09 December 2020

Martin Lewis warns Government against ‘catastrophising’ workers’ finances

09 December 2020

Workers may endure a catastrophic impact on their finances and end up permanently worse off if they cannot access short-term support to get through the coronavirus pandemic, consumer champion Martin Lewis has told MPs.

The MoneySavingExpert com founder said it would be “short-sighted” of the state not to support people, who may work in sectors such as hospitality or travel, who were perfectly financially independent before the pandemic struck.

Mr Lewis was being asked by MPs on the Treasury Committee about coronavirus support measures such as the furlough scheme, and those who may not meet the requirements to access certain support.

Mr Lewis told the Treasury Committee the pandemic had produced several categories of people in society, including some who had found themselves better off.

He said a group that needed to be focused on “is the people who were able to support themselves before, who were perfectly financially independent without mainstream support from the state, who were in businesses and sectors like travel or events or entertainment or hospitality”.

“And who solely because of this pandemic are not able to support themselves,” he added.

“And my concern is it would be short-sighted of the state to provide them with no support at all, so they continue to languish, and they move into that category of people who will permanently be in financial trouble and permanently need to be a burden on the state.”

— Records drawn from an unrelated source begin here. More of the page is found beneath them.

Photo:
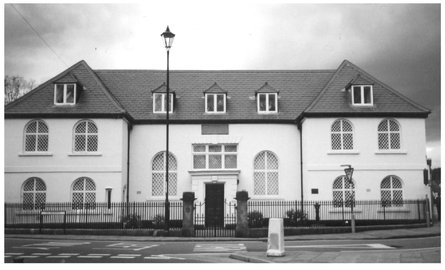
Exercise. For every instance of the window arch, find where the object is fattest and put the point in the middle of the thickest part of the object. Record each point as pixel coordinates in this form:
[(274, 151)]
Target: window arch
[(85, 136), (84, 193), (36, 136), (342, 135), (341, 192), (265, 174), (34, 194), (389, 134), (158, 166), (391, 191)]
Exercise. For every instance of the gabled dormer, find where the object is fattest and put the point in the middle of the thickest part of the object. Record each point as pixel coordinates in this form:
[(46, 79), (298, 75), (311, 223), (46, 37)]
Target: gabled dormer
[(66, 90), (361, 91), (160, 99), (267, 99), (215, 99)]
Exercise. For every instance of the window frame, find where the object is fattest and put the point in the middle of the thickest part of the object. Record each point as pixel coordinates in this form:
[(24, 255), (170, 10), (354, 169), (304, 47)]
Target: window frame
[(64, 95), (362, 95), (207, 153), (388, 134), (342, 135), (215, 103), (266, 172), (163, 103), (267, 111), (35, 136), (163, 172), (87, 135)]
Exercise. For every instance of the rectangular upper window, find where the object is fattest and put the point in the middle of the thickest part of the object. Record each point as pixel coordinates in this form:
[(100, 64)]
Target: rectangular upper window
[(362, 95), (215, 103), (65, 94), (267, 102), (214, 156), (160, 103)]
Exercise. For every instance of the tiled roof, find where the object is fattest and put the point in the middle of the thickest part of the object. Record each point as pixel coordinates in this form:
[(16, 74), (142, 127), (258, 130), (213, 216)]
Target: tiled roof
[(337, 98), (129, 93), (94, 97)]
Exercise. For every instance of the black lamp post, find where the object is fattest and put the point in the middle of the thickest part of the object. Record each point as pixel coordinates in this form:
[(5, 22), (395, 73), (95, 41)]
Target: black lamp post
[(168, 39), (348, 174)]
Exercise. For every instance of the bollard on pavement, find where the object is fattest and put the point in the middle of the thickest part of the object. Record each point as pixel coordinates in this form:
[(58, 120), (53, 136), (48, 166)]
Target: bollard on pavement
[(275, 243)]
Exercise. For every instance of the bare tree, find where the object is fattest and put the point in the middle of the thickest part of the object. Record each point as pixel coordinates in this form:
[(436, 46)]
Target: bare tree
[(16, 86)]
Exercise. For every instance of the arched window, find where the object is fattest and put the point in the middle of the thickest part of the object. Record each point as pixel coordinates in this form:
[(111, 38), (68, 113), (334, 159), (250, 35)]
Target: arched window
[(265, 174), (84, 193), (34, 194), (341, 192), (342, 135), (389, 134), (158, 184), (36, 136), (85, 137), (391, 191)]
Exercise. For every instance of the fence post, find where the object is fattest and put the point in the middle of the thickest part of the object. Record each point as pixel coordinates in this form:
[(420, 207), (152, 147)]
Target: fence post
[(188, 199), (242, 226)]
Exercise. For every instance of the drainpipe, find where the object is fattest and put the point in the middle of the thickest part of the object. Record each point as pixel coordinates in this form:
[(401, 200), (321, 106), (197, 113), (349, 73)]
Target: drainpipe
[(300, 128)]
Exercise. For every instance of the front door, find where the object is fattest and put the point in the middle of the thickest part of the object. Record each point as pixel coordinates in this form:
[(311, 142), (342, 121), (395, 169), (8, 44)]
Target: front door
[(214, 205)]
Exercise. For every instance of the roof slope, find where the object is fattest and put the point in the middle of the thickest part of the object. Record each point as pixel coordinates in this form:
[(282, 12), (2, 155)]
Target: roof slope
[(334, 99), (94, 97), (133, 89)]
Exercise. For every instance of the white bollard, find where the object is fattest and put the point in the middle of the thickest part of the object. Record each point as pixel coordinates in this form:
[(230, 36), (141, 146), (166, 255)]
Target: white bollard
[(275, 243)]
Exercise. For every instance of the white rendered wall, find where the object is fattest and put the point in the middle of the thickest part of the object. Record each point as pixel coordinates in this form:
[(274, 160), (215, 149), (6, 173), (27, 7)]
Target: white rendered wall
[(59, 167), (322, 165), (282, 139)]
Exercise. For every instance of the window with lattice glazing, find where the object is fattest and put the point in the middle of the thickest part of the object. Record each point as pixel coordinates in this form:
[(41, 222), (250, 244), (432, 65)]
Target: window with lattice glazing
[(84, 193), (36, 136), (158, 181), (342, 135), (214, 156), (388, 135), (342, 191), (391, 191), (34, 194), (86, 137), (265, 174)]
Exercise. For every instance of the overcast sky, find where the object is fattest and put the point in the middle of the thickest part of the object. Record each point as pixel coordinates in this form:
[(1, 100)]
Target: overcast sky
[(398, 44)]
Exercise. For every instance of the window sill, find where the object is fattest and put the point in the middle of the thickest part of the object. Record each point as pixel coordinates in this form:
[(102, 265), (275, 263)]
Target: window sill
[(344, 152), (391, 152), (36, 154), (215, 172), (83, 154)]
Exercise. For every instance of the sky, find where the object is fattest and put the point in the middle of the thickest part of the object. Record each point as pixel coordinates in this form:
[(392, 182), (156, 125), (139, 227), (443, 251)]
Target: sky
[(399, 44)]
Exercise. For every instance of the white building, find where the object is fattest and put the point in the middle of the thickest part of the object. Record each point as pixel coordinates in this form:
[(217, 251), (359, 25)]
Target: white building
[(99, 135)]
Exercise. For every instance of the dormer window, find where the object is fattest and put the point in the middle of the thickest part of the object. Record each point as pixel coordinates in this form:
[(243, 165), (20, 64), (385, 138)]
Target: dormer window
[(215, 103), (65, 94), (267, 102), (362, 95), (160, 103)]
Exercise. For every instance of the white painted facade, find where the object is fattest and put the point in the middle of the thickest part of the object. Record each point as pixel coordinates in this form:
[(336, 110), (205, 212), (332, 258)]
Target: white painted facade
[(371, 165), (59, 167)]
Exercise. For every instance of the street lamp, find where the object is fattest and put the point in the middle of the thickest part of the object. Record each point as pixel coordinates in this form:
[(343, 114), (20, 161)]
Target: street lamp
[(348, 175), (168, 39)]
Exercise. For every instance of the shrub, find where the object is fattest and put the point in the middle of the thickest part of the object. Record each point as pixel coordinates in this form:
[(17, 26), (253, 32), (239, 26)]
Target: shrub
[(296, 217), (255, 219)]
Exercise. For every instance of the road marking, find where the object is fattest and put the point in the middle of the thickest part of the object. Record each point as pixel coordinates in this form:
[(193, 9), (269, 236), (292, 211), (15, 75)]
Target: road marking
[(89, 257), (162, 257), (218, 247), (354, 246)]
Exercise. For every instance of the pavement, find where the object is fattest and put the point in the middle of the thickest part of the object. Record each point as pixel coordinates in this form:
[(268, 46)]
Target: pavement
[(425, 255)]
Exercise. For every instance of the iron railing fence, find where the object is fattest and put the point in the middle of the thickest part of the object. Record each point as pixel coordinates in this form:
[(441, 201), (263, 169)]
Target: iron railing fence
[(296, 213), (133, 215)]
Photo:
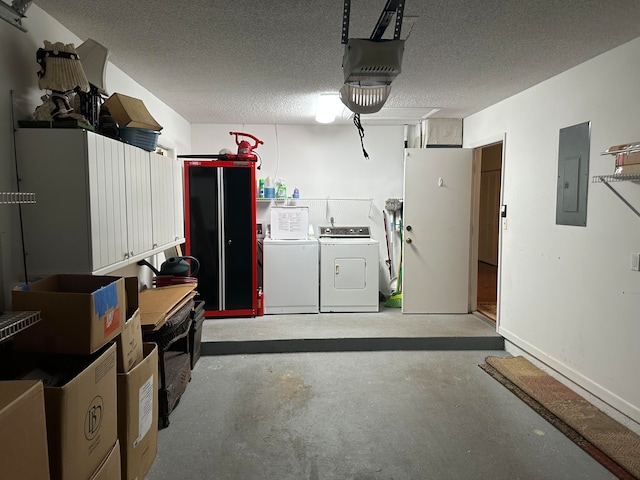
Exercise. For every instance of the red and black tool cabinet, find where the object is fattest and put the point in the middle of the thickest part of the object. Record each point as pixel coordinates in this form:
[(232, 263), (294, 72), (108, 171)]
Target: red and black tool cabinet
[(220, 219)]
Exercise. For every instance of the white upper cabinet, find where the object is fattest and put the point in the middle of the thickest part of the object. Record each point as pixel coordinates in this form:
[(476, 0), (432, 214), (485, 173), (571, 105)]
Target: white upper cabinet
[(164, 200), (96, 210)]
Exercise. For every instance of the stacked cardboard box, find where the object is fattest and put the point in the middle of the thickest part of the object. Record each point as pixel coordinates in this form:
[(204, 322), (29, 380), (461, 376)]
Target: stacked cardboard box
[(88, 353), (137, 393), (23, 431), (627, 157)]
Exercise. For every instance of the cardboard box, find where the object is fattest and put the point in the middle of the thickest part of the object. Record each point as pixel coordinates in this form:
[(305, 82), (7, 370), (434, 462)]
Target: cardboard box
[(110, 468), (79, 313), (625, 169), (80, 400), (138, 415), (627, 158), (23, 430), (130, 112), (130, 340)]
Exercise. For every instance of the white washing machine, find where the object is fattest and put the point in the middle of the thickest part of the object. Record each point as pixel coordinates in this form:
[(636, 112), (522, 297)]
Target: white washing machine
[(290, 275), (349, 260)]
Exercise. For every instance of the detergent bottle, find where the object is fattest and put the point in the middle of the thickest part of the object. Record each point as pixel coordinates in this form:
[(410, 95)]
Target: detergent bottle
[(282, 190)]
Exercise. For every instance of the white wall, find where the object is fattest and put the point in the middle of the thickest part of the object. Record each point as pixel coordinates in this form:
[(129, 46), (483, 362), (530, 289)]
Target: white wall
[(18, 69), (325, 162), (567, 294)]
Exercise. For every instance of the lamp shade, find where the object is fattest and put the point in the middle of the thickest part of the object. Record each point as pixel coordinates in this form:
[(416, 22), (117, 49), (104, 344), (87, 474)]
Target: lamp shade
[(94, 58), (61, 69)]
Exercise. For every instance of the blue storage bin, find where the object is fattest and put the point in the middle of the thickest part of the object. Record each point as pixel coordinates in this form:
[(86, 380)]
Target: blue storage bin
[(140, 137)]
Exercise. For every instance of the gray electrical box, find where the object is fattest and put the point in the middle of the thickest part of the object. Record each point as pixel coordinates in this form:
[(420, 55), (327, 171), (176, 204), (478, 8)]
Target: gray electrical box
[(573, 175)]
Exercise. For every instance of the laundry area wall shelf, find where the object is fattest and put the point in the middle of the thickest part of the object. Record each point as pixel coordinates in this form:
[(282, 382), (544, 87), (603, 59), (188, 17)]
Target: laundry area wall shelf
[(622, 153)]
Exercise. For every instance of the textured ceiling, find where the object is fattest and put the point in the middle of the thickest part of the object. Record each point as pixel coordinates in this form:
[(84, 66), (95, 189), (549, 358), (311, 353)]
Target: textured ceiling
[(255, 62)]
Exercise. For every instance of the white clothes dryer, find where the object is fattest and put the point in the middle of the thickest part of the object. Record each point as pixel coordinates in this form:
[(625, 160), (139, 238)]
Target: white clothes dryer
[(349, 264)]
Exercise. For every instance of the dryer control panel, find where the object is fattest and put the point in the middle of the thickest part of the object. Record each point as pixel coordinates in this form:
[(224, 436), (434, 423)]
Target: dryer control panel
[(345, 232)]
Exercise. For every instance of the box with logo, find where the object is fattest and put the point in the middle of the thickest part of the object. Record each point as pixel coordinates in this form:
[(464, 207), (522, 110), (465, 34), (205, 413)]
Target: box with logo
[(130, 340), (79, 313), (80, 406), (23, 429), (110, 467), (138, 415)]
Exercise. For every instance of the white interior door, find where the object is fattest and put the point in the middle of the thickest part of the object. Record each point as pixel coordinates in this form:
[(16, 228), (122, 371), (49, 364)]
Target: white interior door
[(436, 230)]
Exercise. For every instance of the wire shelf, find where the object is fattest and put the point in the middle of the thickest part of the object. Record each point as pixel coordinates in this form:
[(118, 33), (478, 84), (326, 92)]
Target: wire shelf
[(618, 177), (12, 198), (14, 322)]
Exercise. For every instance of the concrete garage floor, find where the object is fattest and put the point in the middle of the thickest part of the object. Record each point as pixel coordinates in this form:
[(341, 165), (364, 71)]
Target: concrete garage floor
[(359, 415)]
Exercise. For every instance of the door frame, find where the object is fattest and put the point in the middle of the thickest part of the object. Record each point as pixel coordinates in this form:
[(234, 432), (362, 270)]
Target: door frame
[(475, 220)]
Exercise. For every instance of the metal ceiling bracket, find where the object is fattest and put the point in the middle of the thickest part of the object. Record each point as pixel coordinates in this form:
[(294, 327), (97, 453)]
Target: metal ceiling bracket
[(345, 21), (392, 7), (15, 13)]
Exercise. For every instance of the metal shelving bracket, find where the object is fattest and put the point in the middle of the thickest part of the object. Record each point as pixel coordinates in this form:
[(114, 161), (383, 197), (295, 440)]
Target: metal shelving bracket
[(622, 177)]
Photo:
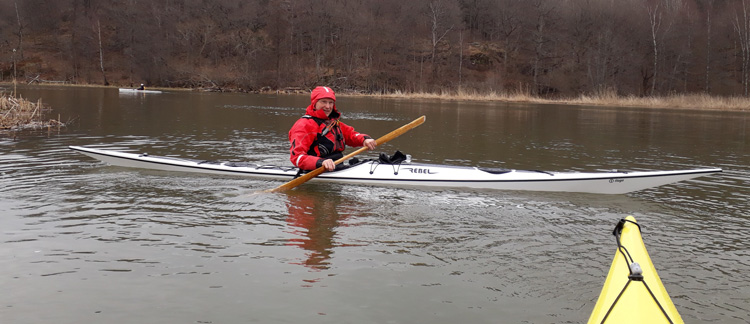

Mr Lewis continued: “We need to get people over this hump, and then back to their jobs, back working, back paying taxes, back contributing to society.

“That is why this excluded group is so important, because the vast majority of them were perfectly financially self-sufficient before and will be again in the future.

“But we may catastrophise their finances if we don’t give them support in the short-term.”

Mr Lewis also warned that the number of “mortgage prisoners” could be set to spike.

Current mortgage prisoners tend to have had loans with now-defunct lenders which were sold on to professional debt buyers with no other mortgage products, leaving them trapped on high interest rates.

There are an estimated 250,000 mortgage prisoners, but Mr Lewis said he would not be surprised if the total was several times this in around 18 months’ time.

The numbers could be pushed up by people whose buildings have cladding and they are struggling to get mortgages due to safety concerns; and by people who only have small deposits at a time when low deposit mortgages are harder to come by; as well as by people impacted financially by coronavirus who may be unable to pay their mortgages after they have had six-month payment holidays, he said.

“We’ve got 250,000 mortgage prisoners now, but I dread to think how many we will have in a year-and-a-half,” he said.

“It wouldn’t surprise me if it was four or five times that number.”

Mr Lewis also expressed concerns about overdraft charges and buy now, pay later schemes.

Overdraft providers have been told by the Financial Conduct Authority (FCA) that they should provide borrowers who are still struggling due to coronavirus with support which is tailored to their needs.

But Mr Lewis said he was concerned that targeted help was discretionary and could depend on which lender someone was with.

He said it was important to make sure there was not a “lottery of treatment” within the targeted support.

Mr Lewis described overdrafts as “the worst form of high street debt” as many rates were now clustered around 40%.

He also said there was an “explosion” of buy now, pay later schemes, many of which were aimed at younger adults.

He said he was aware the regulator and the Government were focusing in on the issue but added: “My issue is just like with payday loans, it will be too late. We are in the explosion of this form of credit today.”

He said: “I would call for maximum speed to move this into the regulatory environment …

“Our political classes have failed if we regulate in two years’ time – two months’ time would be alright.”